The camping tableware basics
Outwell do a range of dishwasher-safe, biodegradable bamboo, including plates, mugs and bowls in turquoise, avocado green and white. The four-person set is around £40 and includes mugs, bowls and plates. You can also buy items individually. Highlander do a version, but these are a ‘don’t buy’. They tend to crack.
A cheap option (around £21) is the Bamboo Fox simple off-white set.
Epicurean Europe have nice oatmeal plates and bowls. Around £3 for a plate. Lovely kids’ sets too.
If you must use disposable, then there are biodegradable alternatives to plastic. There’s sugarcane for white plates and bowls. And palm leaf for ‘crockery’ that’s nicely rustic-looking. Palm leaf can actually be used in ovens and microwaves (but not over flames!). And there are also disposable bamboo plates and cutlery.
And here’s the environmental low-down
Plastic is bad because it’s made from petrochemicals and because, at the end of its life, it’s just un-get-riddable-of litter (it messes up the sea, the beaches, the woodlands and almost every UK roadside…perhaps not the plates, but you see what we mean.) France is banning plastic plates and cups. Hooray!

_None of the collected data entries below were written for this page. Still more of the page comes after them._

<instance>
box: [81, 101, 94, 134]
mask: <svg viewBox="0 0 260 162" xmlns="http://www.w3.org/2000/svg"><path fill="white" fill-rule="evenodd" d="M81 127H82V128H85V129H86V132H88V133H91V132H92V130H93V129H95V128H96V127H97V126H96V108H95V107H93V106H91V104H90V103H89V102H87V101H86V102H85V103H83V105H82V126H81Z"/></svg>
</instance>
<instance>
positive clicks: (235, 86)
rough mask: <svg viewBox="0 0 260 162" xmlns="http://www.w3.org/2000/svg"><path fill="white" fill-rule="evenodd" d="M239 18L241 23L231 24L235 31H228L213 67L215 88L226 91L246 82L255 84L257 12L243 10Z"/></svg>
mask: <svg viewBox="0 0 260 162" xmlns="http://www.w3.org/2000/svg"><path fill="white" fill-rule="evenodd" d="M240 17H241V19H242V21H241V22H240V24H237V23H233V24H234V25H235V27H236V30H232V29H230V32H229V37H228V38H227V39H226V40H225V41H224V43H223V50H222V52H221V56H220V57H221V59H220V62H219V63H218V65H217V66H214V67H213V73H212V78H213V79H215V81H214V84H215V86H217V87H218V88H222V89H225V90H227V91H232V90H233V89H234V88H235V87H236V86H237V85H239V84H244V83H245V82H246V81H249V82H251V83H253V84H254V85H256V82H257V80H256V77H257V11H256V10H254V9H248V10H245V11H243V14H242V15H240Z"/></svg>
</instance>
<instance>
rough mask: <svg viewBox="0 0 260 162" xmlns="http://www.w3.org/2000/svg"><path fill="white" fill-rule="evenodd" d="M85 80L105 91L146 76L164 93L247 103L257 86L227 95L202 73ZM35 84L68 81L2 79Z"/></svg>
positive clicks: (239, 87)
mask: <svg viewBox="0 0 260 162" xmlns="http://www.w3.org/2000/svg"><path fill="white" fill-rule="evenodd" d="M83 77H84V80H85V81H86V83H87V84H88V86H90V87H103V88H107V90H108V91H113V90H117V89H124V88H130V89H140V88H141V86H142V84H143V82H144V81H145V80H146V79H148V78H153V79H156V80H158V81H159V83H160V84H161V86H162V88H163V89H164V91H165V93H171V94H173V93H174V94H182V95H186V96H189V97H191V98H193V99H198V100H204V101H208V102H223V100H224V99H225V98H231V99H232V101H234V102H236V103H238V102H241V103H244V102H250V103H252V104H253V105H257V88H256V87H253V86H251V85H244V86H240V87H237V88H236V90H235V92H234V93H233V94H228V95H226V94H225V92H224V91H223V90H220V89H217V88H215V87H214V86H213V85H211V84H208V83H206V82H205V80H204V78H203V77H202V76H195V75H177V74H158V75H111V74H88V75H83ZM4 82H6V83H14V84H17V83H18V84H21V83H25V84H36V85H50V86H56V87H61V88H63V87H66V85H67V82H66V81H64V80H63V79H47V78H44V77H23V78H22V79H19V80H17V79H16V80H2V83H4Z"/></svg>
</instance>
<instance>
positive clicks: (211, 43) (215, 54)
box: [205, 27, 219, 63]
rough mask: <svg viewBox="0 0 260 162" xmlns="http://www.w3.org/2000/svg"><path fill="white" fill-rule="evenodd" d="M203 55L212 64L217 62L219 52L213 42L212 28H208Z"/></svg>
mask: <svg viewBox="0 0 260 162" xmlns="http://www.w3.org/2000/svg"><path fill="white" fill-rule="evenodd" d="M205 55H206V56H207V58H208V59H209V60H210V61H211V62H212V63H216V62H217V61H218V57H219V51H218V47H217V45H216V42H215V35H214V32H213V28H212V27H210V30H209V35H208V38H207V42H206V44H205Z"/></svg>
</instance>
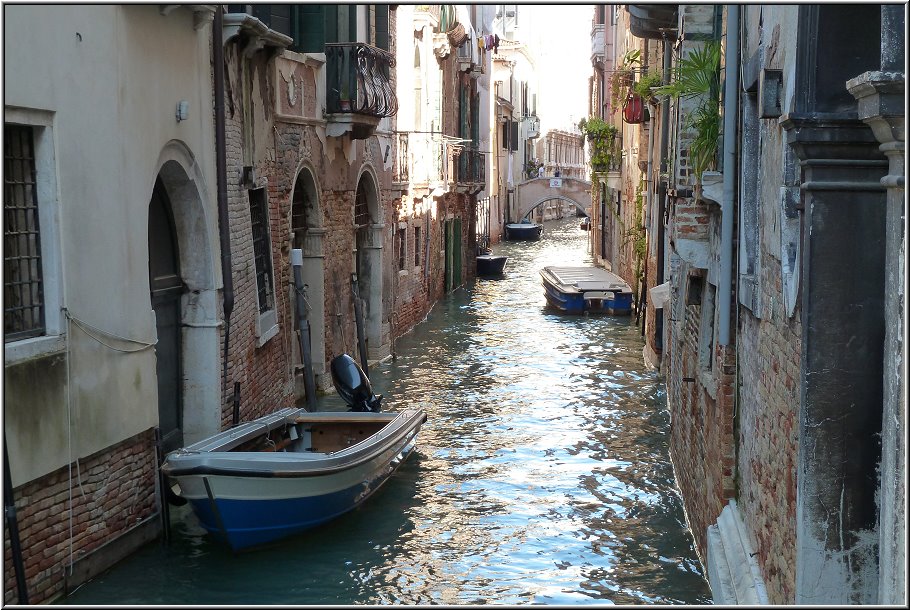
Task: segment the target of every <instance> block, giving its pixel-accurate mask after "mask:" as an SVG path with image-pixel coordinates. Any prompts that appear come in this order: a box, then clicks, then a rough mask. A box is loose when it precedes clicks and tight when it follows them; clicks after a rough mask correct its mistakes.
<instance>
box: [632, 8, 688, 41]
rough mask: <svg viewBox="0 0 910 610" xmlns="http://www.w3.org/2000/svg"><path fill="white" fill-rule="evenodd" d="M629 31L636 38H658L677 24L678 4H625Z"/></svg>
mask: <svg viewBox="0 0 910 610" xmlns="http://www.w3.org/2000/svg"><path fill="white" fill-rule="evenodd" d="M626 8H627V9H628V10H629V31H630V32H631V33H632V35H633V36H637V37H638V38H650V39H660V38H663V37H664V33H665V32H666V30H675V29H676V28H677V26H678V19H679V10H678V9H679V5H678V4H627V5H626Z"/></svg>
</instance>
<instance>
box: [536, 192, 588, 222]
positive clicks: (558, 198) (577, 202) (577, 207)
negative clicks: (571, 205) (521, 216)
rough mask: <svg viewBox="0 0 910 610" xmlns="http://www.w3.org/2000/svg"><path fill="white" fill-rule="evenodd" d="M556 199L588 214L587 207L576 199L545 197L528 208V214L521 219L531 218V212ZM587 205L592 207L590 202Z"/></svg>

Palm leaves from the areca palm make sturdy plates with very little processing. Some companies gather fallen palm fronds, sanitise them and press them into plates, no glue or glazes. Palm leaf plates are compostable. They do have to be imported, though (but doesn’t much of our plastic come from overseas?)
Bamboo grows very fast so it’s very renewable. Again, though, it does have to be shipped in. Disposable bamboo plates can be composted, though they take a few months to break down. If you’ve got a choice, go for minimally processed, organic plates.
Tapioca starch made from cassava roots creates a Styrofoam-like material that’s biodegradable and compostable.
Sugarcane plates are made from the fibre left over after the sugar sap is pressed out. They’re naturally brown, so white ones will have been bleached. The material is also called bagasse, by the way.
Corn starch ‘plastic’ might seem like a better choice than petrochemical-derived plastic, but it doesn’t compost or break down. It has to be sent to a commercial composting facility – and there aren’t many of those around.